Again, this number is likely a starting point and may need to be revised depending on the outcome of the downstream steps.

Optional: A more advanced function for picking PCs

This function is derived from the function above; it’s useful for understanding the overall variance of the PCs as well as visualizing the two kinds of cutoffs. It returns the same recommended PCs as the original function, but also:

prints more details
prints a plot of the PC variance with key PCs highlighted
returns a named list of detailed results

# -------------------------------------------------------------------------
# Define a function to estimate optimal PCs for clustering
check_pcs_advanced = function(so, reduction, print_plot=TRUE, verbose=TRUE) {
  # quantitative check for number of PCs to include
  threshold_var_cum_min = 90
  threshold_var_pct_max = 5
  threshold_step_min = 0.1
  pct = so@reductions[[reduction]]@stdev / sum(so@reductions[[reduction]]@stdev) * 100
  cum = cumsum(pct)
  co1 = which(cum > threshold_var_cum_min & pct < threshold_var_pct_max)[1]
  co2 = sort(which((pct[1:length(pct)-1] - pct[2:length(pct)]) > threshold_step_min), decreasing = T)[1] + 1
  pcs = min(co1, co2) 
  
  plot_df <- data.frame(pc = 1:length(pct),
                        pct_var = pct, 
                        cum_var = cum)
  plot_df$labels = ''
  co1_label = paste0('PC ', co1)
  co2_label = paste0('PC ', co2)
  if (co1 == co2) {
    plot_df$labels[plot_df$pc == co1] = paste0(co1_label, '\n', co2_label)
  } else {
    plot_df$labels[plot_df$pc == co1] = co1_label
    plot_df$labels[plot_df$pc == co2] = co2_label
  }
  
  
  p = ggplot(plot_df, aes(x=pc, y=cum_var, label=labels)) +
    geom_point(color="grey", alpha=1) +
    geom_text(hjust = 0, vjust=1, nudge_x=2, nudge_y=-5) +
    geom_step(data=filter(plot_df, pc<=co2), color="blue", alpha=0.6, direction='vh') +
    geom_step(data=filter(plot_df, pc>=co2), color="grey", alpha=0.6, direction='hv') +
    geom_hline(yintercept = 90, color = "red", alpha=0.6, linetype = 'dashed') +
    geom_point(data=filter(plot_df, pc==co1), aes(x=pc,y=cum_var), color='red') + 
    geom_point(data=filter(plot_df, pc==co2), aes(x=pc,y=cum_var), color='blue') +
    scale_y_continuous(breaks = c(0,25,50,75,100, threshold_var_cum_min)) +
    theme_bw() +
    labs(title = 'Optimal num of PCs',
         x = 'Principal Component', 
         y = 'Cumulative percent variance')

  if (print_plot) {
          print(p)
  }
  
  if (verbose) {
     results = paste(
                sprintf('Reduction %s: %s PCs (total var = %s)', 
                     reduction,
                     nrow(plot_df),
                     plot_df[plot_df$pc==nrow(plot_df), 'cum_var']),
                sprintf("\t%s (total var = %s) : Smallest PC that explains at least %s%% total variance", 
                     co1_label,
                     round(plot_df[plot_df$pc==co1, 'cum_var'], 2),
                     threshold_var_cum_min),
                sprintf("\t%s (total var = %s) : Largest PC with incremental variance step at least %s%%", 
                      co2_label,
                      round(plot_df[plot_df$pc==co2, 'cum_var'],2),
                      threshold_step_min),
                sprintf('\tRecommended num of PCs: %s', pcs),
                sep='\n')
      message(results)
  }
  
  return(list(recommended_pcs=pcs, plot=p, co1=co1, co2=co2, df=plot_df))
}

# -------------------------------------------------------------------------
# Apply function to our data
alt_pcs = check_pcs_advanced(geo_so, 'unintegrated.sct.pca')

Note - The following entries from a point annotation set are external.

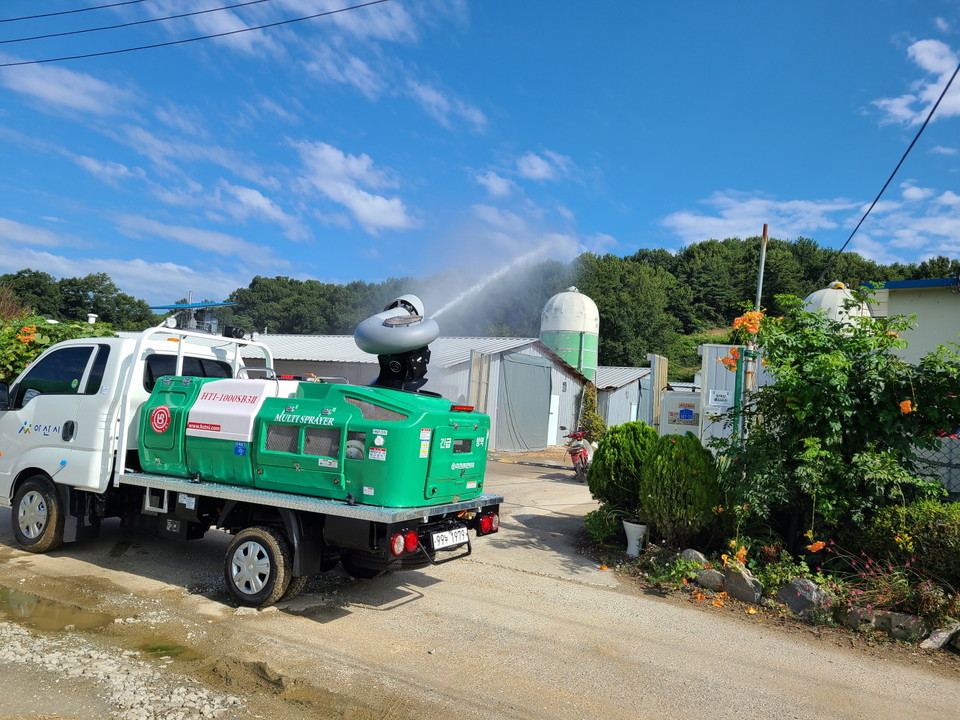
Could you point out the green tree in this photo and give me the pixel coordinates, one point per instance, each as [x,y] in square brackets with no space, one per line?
[40,291]
[96,293]
[832,440]
[24,337]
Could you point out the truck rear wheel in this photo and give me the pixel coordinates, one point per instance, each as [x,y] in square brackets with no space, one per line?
[37,515]
[258,566]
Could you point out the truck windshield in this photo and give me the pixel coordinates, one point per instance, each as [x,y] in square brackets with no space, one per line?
[160,365]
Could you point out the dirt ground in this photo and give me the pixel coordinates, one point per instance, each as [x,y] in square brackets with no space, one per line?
[875,644]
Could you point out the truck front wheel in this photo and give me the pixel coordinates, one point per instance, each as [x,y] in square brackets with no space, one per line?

Reduction unintegrated.sct.pca: 50 PCs (total var = 100)
    PC 42 (total var = 90.98) : Smallest PC that explains at least 90% total variance
    PC 16 (total var = 53.21) : Largest PC with incremental variance step at least 0.1%
    Recommended num of PCs: 16

# -------------------------------------------------------------------------
# Save plot of PCs
ggsave(filename = 'results/figures/optimal_pcs.png',
       plot=alt_pcs$plot,
       width = 8, height = 8, units = 'in')

rm(alt_pcs)
gc()

            used   (Mb) gc trigger   (Mb)  max used   (Mb)
Ncells   7182416  383.6   11389824  608.3  11389824  608.3
Vcells 375637080 2865.9  538972552 4112.1 378126379 2884.9

Again, this number is likely a starting point and may need to be revised depending on the outcome of the downstream steps.

While outside the scope of this workshop, there are community efforts to develop more sophisticated methods to select an appropriate number of PCs; here are a few popular approaches:

Setting PC parameter value

For this dataset, we are expecting a diversity of cell types and cell populations that mediate wound healing, but also an aberrant transition to bone. Based on some “behind the scenes” testing, for the purposes of the workshop we’ll set the number of PCs to be used for clustering to 10 instead of the 16 suggested using the algorithmic approach.

# -------------------------------------------------------------------------
# Based some behind the scenes testing, we'll modify the number of PCs to use for clustering
pcs = 10

Again, in a full analysis workflow, our selection at this step can be more of a starting point for further iterations than a final decision both at this stage and after attempting to assign cell-type labels. In the exercises, you’ll have an opportunity to try clustering with fewer or more PCs than we are using here to see the impact of this parameter and related parameters on the clustering results.

Clustering

Seurat uses a graph-based clustering approach to assign cells to clusters using a distance metric based on the previously generated PCs, with improvements based on work by (Xu and Su 2015) and CyTOF data (Levine et al. 2015) implemented in Seurat v3 and v5 and building on the initial strategies for droplet-based single-cell technology (Macosko et al. 2015) (Satija Lab tutorial). A key aspect of this process is that while the clusters are based on similarity of expression between the cells, the clustering is based on the selected PCs and not the full data set.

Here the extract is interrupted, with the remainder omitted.